“Ah!” he breathed, lifting the glass to his eyes. Digging into a pocket, he dragged out a pencil and a small notebook. After that, for fully ten minutes, he held the glass with his left hand while setting down numbers. 5 - 7 - 11 - 9, 13 - 6 - 3, 4 - 9 - 2 - 7. He wrote down figures and more figures, until a strange, rushing sound reached his ears.
Startled, he sprang to his feet. On the shore side he saw a broad band of white foam rapidly approaching the boat. Standing there, mouth open and staring, he watched it sweep toward him. With a hissing roar it swept beneath the boat and, without causing the least movement of the craft, went rushing on.
“False alarm,” he murmured. “Probably what they call a rip-tide.”
Turning back to sea, he looked again for the blinking green arrow. But it was gone. The distant island hill, too, now was entirely dark.
“Strange,” he muttered, as again he paced the deck.
And indeed it was strange, for the ship’s log had recorded no boat in sight at sundown!
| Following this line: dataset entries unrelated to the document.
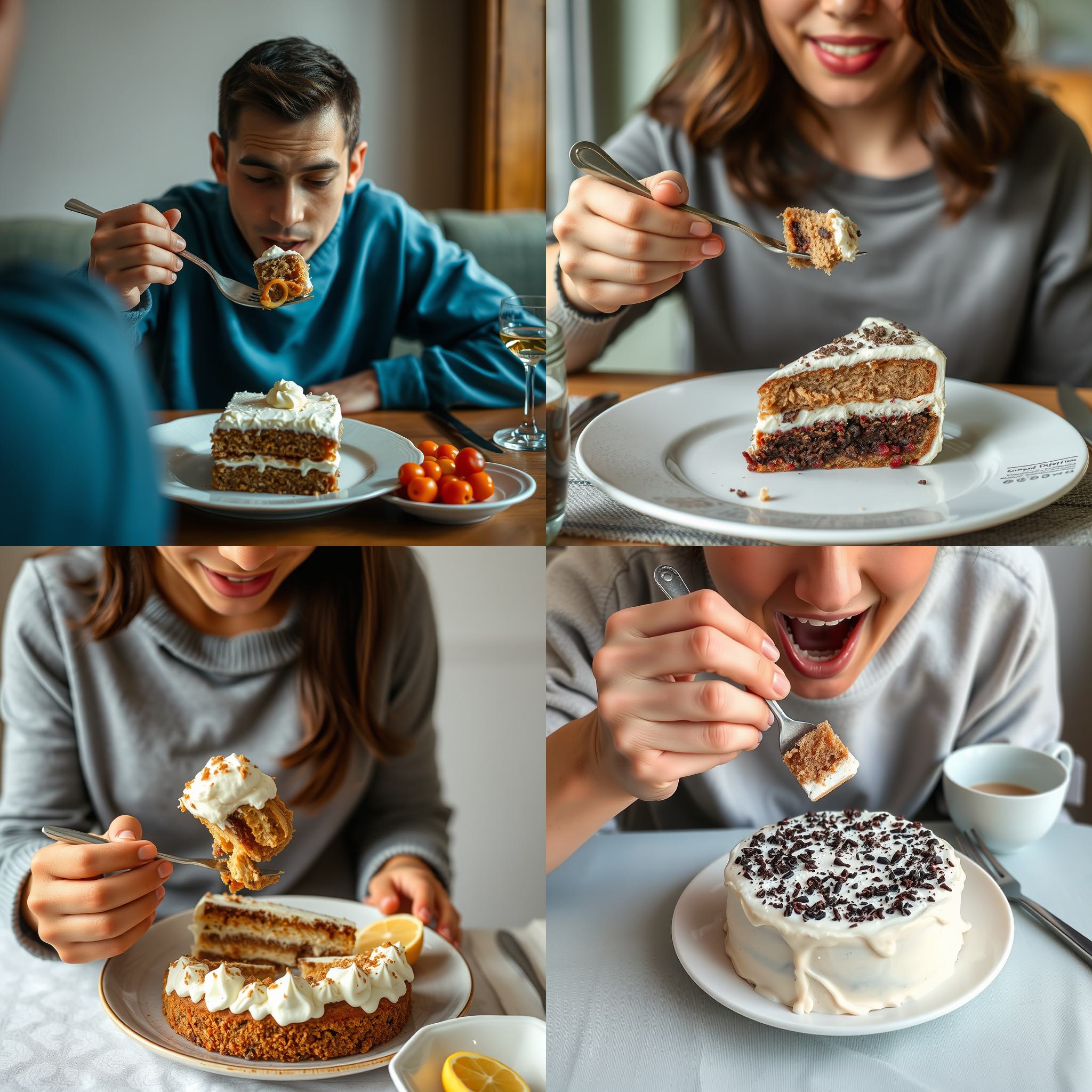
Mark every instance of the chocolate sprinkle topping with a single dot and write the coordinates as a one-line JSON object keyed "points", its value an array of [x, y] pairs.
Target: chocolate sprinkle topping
{"points": [[781, 861]]}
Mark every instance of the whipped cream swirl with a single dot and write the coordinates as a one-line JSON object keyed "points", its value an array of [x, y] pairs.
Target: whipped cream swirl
{"points": [[224, 785]]}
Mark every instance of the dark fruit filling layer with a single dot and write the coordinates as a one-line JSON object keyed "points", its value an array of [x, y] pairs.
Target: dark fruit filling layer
{"points": [[896, 438]]}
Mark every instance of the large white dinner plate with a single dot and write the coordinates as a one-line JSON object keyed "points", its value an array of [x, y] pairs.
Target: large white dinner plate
{"points": [[131, 991], [698, 935], [675, 453], [371, 460]]}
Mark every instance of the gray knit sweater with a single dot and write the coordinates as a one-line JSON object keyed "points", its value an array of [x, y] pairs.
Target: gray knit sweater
{"points": [[95, 730], [973, 660]]}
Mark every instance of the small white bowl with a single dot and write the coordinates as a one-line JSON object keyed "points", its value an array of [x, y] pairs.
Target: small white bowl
{"points": [[519, 1042], [510, 486]]}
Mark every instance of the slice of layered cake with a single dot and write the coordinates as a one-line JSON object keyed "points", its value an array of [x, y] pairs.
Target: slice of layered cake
{"points": [[236, 928], [282, 276], [284, 441], [826, 237], [821, 761], [874, 398], [247, 820]]}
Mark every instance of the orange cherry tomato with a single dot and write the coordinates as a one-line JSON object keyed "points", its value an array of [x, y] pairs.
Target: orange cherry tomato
{"points": [[457, 493], [470, 461], [422, 489], [481, 484], [408, 471]]}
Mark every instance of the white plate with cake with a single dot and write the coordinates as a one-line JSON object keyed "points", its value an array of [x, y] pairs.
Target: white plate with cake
{"points": [[228, 986], [851, 946], [279, 454], [894, 452]]}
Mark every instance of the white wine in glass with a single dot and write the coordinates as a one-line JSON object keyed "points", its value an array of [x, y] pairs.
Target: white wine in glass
{"points": [[524, 328]]}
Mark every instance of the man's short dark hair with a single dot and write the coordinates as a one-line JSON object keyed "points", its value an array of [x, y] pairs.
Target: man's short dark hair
{"points": [[292, 79]]}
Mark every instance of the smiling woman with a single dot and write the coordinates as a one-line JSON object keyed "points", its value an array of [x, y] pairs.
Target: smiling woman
{"points": [[908, 652]]}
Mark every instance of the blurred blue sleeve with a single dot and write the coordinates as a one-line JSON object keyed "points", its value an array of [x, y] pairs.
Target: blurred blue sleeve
{"points": [[89, 472]]}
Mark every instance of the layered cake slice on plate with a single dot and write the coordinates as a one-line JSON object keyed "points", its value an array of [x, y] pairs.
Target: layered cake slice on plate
{"points": [[873, 398], [284, 441]]}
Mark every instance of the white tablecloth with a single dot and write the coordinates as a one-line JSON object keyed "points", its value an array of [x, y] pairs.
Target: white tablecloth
{"points": [[627, 1017], [55, 1033]]}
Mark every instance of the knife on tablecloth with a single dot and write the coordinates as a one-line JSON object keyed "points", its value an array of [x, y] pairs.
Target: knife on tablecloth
{"points": [[461, 429], [1076, 411]]}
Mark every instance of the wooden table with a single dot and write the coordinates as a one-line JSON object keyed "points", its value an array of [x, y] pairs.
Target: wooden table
{"points": [[375, 521], [627, 384]]}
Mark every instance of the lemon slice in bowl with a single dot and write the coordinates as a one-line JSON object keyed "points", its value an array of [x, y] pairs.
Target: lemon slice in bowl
{"points": [[465, 1072], [399, 927]]}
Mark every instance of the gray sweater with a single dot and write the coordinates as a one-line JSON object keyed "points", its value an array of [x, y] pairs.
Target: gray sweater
{"points": [[99, 729], [1006, 292], [973, 660]]}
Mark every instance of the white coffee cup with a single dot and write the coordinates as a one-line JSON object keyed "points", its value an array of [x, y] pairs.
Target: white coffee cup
{"points": [[1007, 823]]}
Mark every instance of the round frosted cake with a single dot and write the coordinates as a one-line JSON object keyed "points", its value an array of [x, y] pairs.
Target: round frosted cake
{"points": [[845, 911]]}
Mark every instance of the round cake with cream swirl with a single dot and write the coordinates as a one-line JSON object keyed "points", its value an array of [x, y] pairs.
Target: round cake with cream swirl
{"points": [[845, 912]]}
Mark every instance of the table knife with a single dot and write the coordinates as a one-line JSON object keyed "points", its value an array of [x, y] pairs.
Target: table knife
{"points": [[512, 949], [461, 429], [1076, 411]]}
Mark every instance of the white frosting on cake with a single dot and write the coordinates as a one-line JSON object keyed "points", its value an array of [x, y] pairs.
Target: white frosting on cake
{"points": [[319, 414], [292, 998], [224, 785], [896, 343], [844, 771], [846, 235], [865, 935], [304, 465]]}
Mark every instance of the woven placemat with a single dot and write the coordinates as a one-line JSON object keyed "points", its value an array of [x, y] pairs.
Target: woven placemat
{"points": [[591, 513]]}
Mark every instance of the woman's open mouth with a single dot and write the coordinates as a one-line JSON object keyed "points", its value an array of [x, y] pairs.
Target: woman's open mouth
{"points": [[848, 55], [820, 648], [238, 588]]}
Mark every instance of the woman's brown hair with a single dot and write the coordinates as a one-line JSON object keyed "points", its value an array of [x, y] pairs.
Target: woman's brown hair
{"points": [[729, 90], [349, 602]]}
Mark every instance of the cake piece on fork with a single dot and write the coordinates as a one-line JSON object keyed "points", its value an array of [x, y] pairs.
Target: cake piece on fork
{"points": [[247, 820]]}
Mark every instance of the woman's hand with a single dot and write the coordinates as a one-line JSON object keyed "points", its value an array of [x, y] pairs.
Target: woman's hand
{"points": [[654, 723], [84, 914], [406, 885], [620, 248]]}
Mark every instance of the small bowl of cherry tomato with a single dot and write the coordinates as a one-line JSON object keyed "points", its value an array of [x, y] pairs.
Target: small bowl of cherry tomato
{"points": [[457, 485]]}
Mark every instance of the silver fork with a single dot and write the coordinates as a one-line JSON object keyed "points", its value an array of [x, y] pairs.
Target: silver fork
{"points": [[671, 582], [245, 295], [592, 160], [80, 838], [1010, 888]]}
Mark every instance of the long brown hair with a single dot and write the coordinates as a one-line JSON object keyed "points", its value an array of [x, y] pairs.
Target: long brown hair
{"points": [[729, 90], [350, 600]]}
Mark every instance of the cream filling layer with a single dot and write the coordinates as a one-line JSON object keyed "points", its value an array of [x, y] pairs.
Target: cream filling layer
{"points": [[292, 998], [304, 465]]}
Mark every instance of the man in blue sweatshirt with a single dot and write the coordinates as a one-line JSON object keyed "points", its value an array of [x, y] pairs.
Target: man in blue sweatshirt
{"points": [[76, 441], [288, 164]]}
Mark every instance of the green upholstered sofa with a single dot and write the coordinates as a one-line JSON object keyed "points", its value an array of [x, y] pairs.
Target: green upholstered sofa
{"points": [[507, 244]]}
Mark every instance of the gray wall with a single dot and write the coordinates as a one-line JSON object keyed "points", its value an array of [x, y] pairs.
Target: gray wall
{"points": [[489, 607], [114, 100]]}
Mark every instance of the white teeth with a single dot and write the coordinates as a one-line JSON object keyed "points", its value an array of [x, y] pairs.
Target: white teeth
{"points": [[846, 51]]}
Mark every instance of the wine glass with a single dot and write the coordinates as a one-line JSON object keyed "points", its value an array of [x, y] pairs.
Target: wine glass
{"points": [[524, 328]]}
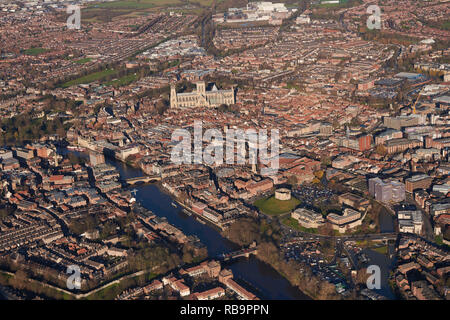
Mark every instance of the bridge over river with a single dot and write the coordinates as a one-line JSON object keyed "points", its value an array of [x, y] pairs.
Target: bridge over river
{"points": [[142, 179]]}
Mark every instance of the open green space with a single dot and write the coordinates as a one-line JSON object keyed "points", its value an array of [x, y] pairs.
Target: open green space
{"points": [[292, 223], [83, 61], [89, 78], [136, 4], [272, 206], [382, 250], [34, 51], [123, 81]]}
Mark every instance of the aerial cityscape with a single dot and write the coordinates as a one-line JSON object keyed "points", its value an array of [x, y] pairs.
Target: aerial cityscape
{"points": [[224, 150]]}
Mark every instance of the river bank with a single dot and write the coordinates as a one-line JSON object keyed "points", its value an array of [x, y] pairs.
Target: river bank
{"points": [[262, 278]]}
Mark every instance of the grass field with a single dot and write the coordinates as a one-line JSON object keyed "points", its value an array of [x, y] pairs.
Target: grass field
{"points": [[83, 61], [292, 223], [137, 4], [123, 81], [89, 78], [382, 250], [34, 51], [272, 206]]}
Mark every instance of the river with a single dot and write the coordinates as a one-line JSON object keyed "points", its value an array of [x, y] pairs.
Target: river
{"points": [[257, 276]]}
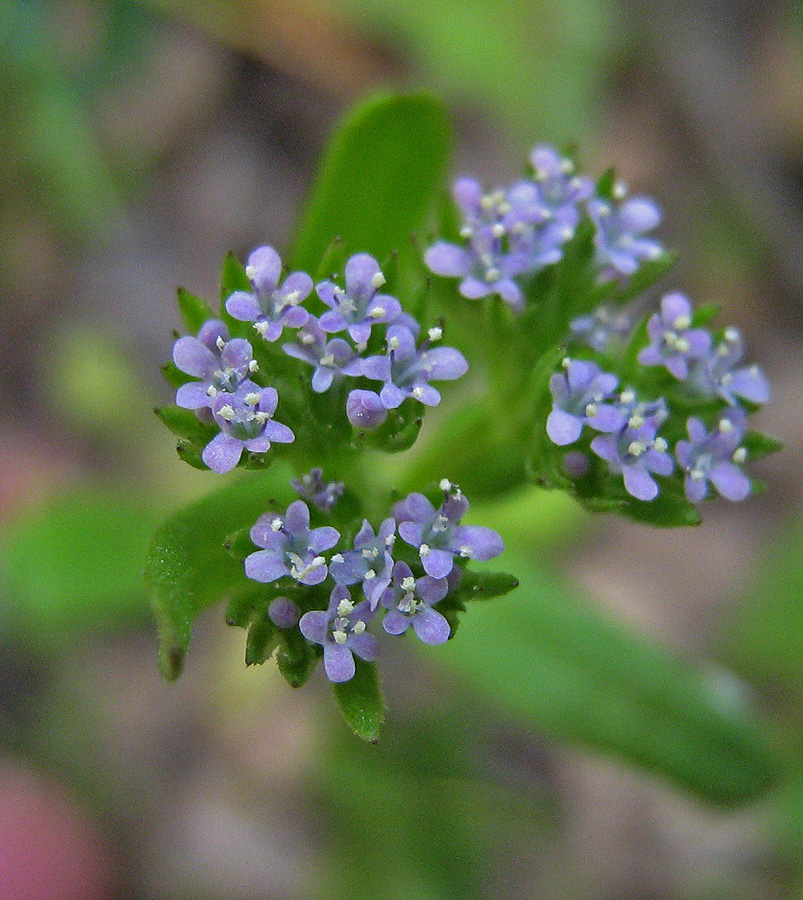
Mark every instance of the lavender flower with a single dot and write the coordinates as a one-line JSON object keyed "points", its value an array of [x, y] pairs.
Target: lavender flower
{"points": [[341, 631], [437, 534], [619, 239], [290, 547], [716, 374], [484, 264], [410, 601], [223, 365], [602, 328], [271, 306], [359, 306], [715, 456], [312, 487], [369, 562], [579, 396], [407, 371], [673, 342], [283, 612], [364, 409], [331, 359], [636, 453], [245, 420]]}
From then, until Johnny’s vigil ended with the dawn, there was nothing to disturb the calm stillness of the tropic night.
CHAPTER IV
SPIES
On board the Sea Nymph was a small boat known as the Tub. Very short and broad, it rowed like a washtub, and in a storm, would have been about as safe as a laundry basket. But water held no terrors for Johnny, so, late the following afternoon, he pushed the Tub into the sea and headed for shore.
“You came! How grand!” Mildred Kennedy came racing down a palm-lined path to greet him.